We rewrote almost all of the code for the viewer from scratch based on an understanding that comes from the sum of our collective experience on what ThingStudio needs to grow in to, and it’s a whole lot better. Like, by a mile.

When you login, hit the new “View App” button in the top of the left-hand sidebar to check it out. We think you’ll be pleased with the progress.

But, we’re still a long way off from where we want to be with the app viewer. We’ll be improving on the viewer with each major and minor release based on your feedback and our roadmap. The end game here is a top notch native application which is dynamically populated with your IoT apps and UIs, with everything you’ve come to expect the experience of modern mobile applications, while remaining completely flexible to the demands of your implementation.

Wrapping up

So, those are the biggies for 0.3.0. Give it a shot and let us know what you think.

Ciao for now.



Paul likes to work on growth, product & design. Tweets occasionally @paulisloud. Currently working on GuruGate.


  1. Joan

    I love the thingstudio idea, but for me it a must to post data to a thingstudio URL like emoncms,

    Do you have any plans to add this feature?


    1. Paul Grieselhuber

      Hi Joan,

      It’s pretty straightforward to get data in and out of ThingStudio – could you provide some more details on what you’d like to accomplish?

      If my understanding is correct, you want to integrate ThingStudio with InfluxDB. We’ll be publishing a recipe on this shortly so stay tuned.

      1. Joan

        Thanks for your quick reply.

        I want to post data to Thingstudio in this way:


        In this way I can run the http client on my Particle Photon to post data to thingsstudio,

        I don’t want to mess with MQTT, and this HTTP feature shown in this post only work as a client right? Or I can post data using this?


  2. Mike Karliner

    Thanks for the question Joan, because its an important one and deserves a answer at some length. But first the short version:

    No, you cannot do an HTTP POST to “ThingStudio”.

    ThingStudio consists of an IDE, which is where you create your applications and templates, and a runtime which is what runs them. The runtime runs in your browser.

    There is no ThingStudio “server” to POST your data to, and you can’t post to the browser as your Photon will have no idea where the browser is (in terms of an IP address), and even if it did, your browser may not be accessible to your Photon, ie: you are on your phone, away from home, and your mobile data provider has put your phone in a private network, which is what usually happens.

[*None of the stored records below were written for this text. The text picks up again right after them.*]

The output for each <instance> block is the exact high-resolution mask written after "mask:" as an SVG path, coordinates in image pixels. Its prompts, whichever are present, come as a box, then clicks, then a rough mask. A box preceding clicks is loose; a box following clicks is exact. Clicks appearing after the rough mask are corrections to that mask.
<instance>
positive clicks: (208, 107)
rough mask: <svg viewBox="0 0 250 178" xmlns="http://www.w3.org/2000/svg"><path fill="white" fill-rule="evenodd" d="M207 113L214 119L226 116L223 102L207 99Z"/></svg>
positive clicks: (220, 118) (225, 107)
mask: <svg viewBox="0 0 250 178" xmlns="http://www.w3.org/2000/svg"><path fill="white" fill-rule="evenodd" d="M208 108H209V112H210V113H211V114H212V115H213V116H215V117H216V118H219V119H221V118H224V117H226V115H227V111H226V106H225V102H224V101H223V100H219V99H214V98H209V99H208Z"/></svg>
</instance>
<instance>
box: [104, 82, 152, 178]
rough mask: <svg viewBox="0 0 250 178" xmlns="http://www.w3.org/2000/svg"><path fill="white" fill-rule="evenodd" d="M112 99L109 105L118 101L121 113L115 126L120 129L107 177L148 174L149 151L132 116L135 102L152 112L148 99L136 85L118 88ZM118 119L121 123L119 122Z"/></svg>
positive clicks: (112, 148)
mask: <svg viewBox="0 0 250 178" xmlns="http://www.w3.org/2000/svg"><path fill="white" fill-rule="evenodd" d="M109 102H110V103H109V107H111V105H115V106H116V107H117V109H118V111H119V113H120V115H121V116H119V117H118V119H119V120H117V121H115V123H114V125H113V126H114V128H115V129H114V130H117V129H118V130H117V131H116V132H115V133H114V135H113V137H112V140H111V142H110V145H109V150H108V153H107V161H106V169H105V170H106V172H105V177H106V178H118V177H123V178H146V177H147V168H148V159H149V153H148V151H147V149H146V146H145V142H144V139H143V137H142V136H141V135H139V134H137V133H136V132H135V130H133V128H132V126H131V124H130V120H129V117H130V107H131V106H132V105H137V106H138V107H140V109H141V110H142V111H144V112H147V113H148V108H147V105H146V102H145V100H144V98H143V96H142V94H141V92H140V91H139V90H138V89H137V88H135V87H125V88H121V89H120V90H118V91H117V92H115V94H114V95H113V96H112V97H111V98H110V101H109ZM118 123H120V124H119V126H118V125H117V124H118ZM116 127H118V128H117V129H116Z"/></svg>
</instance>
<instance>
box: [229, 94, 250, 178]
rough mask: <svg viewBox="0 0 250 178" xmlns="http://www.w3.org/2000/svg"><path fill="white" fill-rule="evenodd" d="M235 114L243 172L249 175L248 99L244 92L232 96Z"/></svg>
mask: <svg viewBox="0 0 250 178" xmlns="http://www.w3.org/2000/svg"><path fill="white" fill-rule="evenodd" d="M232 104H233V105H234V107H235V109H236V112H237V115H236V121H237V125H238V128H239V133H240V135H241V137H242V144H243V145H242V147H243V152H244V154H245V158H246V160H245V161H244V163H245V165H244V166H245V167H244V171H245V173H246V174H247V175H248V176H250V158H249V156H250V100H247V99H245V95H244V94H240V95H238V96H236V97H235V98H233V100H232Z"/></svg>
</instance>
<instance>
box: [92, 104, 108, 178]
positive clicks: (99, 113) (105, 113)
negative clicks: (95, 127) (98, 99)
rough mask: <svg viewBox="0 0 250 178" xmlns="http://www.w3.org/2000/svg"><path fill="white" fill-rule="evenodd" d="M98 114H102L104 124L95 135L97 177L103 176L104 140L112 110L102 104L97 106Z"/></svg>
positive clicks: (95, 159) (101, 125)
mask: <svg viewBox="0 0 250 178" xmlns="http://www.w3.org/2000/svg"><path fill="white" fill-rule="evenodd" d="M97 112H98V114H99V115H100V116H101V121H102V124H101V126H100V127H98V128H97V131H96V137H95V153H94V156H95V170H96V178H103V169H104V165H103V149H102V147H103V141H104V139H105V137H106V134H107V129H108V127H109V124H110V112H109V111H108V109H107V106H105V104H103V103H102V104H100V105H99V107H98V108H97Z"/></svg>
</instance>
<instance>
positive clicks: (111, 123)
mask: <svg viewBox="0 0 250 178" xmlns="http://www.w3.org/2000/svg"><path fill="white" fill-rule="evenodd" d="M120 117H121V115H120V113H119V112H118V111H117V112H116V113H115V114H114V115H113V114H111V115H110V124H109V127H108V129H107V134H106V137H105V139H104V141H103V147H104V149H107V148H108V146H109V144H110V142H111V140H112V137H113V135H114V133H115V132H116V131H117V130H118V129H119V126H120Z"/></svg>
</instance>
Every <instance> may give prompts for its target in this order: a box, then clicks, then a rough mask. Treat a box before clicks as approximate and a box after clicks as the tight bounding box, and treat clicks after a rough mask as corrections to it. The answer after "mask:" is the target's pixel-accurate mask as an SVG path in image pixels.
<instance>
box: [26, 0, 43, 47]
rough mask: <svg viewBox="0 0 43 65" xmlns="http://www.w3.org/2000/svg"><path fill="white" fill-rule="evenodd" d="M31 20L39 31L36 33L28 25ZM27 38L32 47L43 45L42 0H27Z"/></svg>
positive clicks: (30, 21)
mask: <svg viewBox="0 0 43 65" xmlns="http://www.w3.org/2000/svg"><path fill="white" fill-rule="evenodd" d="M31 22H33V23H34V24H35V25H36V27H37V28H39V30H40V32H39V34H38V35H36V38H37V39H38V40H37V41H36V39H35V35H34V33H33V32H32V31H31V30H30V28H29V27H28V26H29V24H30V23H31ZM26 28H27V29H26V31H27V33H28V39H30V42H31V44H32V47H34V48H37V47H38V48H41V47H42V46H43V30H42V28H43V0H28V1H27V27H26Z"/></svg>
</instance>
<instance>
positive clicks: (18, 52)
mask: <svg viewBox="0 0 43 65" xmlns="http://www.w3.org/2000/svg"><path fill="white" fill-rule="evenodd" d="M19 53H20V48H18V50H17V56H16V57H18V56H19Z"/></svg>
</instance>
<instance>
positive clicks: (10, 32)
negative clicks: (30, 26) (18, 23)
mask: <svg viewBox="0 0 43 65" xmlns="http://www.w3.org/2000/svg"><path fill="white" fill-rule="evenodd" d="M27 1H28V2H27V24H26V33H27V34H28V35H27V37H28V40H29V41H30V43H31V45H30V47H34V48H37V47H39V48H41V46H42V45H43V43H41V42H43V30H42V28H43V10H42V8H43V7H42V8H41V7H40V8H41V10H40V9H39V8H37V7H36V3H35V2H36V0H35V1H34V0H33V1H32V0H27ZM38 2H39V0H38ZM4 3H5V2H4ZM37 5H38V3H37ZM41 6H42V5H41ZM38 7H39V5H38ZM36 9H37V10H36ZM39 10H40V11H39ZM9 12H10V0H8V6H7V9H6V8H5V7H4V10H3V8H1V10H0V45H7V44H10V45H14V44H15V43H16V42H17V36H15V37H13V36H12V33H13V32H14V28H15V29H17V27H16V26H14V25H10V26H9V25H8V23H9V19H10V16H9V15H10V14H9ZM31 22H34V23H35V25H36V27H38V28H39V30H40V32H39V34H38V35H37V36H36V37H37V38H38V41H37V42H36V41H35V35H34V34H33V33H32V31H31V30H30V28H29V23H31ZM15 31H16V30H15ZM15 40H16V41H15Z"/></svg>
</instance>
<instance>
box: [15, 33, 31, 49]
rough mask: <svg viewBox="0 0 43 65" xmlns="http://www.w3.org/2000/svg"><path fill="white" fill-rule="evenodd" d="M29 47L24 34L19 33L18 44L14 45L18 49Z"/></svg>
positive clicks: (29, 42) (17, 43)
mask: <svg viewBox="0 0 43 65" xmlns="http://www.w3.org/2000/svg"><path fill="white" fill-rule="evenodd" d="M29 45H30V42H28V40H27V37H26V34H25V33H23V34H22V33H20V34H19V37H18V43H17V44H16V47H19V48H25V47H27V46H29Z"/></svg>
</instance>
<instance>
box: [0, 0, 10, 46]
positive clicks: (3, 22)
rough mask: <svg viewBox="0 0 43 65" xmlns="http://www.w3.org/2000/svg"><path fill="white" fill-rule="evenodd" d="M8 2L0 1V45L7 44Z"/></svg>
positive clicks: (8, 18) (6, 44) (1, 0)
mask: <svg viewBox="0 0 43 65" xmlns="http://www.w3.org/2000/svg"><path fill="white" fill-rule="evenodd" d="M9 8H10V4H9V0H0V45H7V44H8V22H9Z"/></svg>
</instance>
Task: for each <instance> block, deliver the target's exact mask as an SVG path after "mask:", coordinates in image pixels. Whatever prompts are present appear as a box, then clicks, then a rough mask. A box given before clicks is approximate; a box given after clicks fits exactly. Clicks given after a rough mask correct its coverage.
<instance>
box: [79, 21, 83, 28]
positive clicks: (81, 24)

    The long and short of it is that in IoT there is almost always some system between the device and your UI. In the case of emoncms, there is the emoncms servers, which you have to host somewhere. If you want to POST out of your Photon, you will need some server in a known place to POST to. There are a great many IoT platforms. Phil Zito has taken on the task of listing them all here: http://blog.buildingautomationmonthly.com/iot-frameworks-database/ which is a very useful resource. It’s worth noting that out of all of the listings ThingStudio is one of the few that focusses on the User Interface, as distinct from data visualisation.

    A good practical choice for hacking is node-red which is very popular as a middle processing layer for IoT, makes it pretty easy to set up a web service POST to and store data.

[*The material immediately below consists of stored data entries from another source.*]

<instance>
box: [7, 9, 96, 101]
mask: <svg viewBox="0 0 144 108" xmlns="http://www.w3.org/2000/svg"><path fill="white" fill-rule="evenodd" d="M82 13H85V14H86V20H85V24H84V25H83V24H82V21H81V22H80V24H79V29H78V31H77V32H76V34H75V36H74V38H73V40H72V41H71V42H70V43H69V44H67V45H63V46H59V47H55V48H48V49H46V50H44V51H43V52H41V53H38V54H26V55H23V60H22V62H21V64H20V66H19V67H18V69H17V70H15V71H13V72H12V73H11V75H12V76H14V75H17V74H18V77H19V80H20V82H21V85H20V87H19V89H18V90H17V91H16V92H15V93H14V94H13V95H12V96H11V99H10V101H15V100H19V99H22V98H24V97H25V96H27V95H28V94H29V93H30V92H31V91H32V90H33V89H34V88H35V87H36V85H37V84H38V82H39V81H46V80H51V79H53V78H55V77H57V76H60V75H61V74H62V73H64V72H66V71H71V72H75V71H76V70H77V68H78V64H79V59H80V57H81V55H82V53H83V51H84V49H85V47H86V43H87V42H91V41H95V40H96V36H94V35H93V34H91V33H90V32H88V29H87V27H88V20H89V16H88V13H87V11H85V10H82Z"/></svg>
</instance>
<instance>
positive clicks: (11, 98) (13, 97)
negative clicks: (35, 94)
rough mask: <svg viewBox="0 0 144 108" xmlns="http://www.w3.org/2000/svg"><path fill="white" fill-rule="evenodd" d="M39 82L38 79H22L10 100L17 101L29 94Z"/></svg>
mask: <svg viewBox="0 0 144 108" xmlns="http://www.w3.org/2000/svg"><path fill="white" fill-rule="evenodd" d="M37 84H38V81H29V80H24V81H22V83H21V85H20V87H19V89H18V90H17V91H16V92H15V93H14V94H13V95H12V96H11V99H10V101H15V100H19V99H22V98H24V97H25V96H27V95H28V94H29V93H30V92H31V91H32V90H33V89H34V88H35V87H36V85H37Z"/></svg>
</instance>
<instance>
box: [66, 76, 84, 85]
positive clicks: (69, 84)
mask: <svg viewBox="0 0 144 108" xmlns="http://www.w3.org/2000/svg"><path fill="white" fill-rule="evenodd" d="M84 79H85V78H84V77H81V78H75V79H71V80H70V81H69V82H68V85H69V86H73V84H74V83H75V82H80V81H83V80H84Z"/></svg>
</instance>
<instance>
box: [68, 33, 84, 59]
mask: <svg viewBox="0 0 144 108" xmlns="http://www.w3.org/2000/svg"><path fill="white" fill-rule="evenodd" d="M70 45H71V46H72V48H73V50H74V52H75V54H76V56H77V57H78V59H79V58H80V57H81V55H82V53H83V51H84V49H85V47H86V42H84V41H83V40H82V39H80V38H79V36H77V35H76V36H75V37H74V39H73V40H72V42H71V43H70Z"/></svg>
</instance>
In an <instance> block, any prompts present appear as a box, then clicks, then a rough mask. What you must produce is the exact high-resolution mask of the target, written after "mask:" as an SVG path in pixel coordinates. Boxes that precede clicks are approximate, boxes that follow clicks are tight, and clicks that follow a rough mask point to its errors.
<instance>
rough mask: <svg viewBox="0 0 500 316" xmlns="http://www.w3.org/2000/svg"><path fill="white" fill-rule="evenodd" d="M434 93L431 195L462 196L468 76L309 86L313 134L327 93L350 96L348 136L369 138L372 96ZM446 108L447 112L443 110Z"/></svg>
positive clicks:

    Indeed, we’ll be publishing some recipes about how to do exactly this and use ThingStudio for the UI. We also intend work on a recipe about using node-red and time-series databases.

    ThingStudio is intended for use as a general purpose UI system, which includes sending control data to devices as well as monitoring them.

    Because there are so many platforms, providing data storage and processing, both cloud based and self hosted, we made a conscious decision not to provide these services, but work on the best UI toolkit which could easily work with just about all of them.

    I hope this helps you to understand our thinking, even if you decide that ThingStudio is not for you.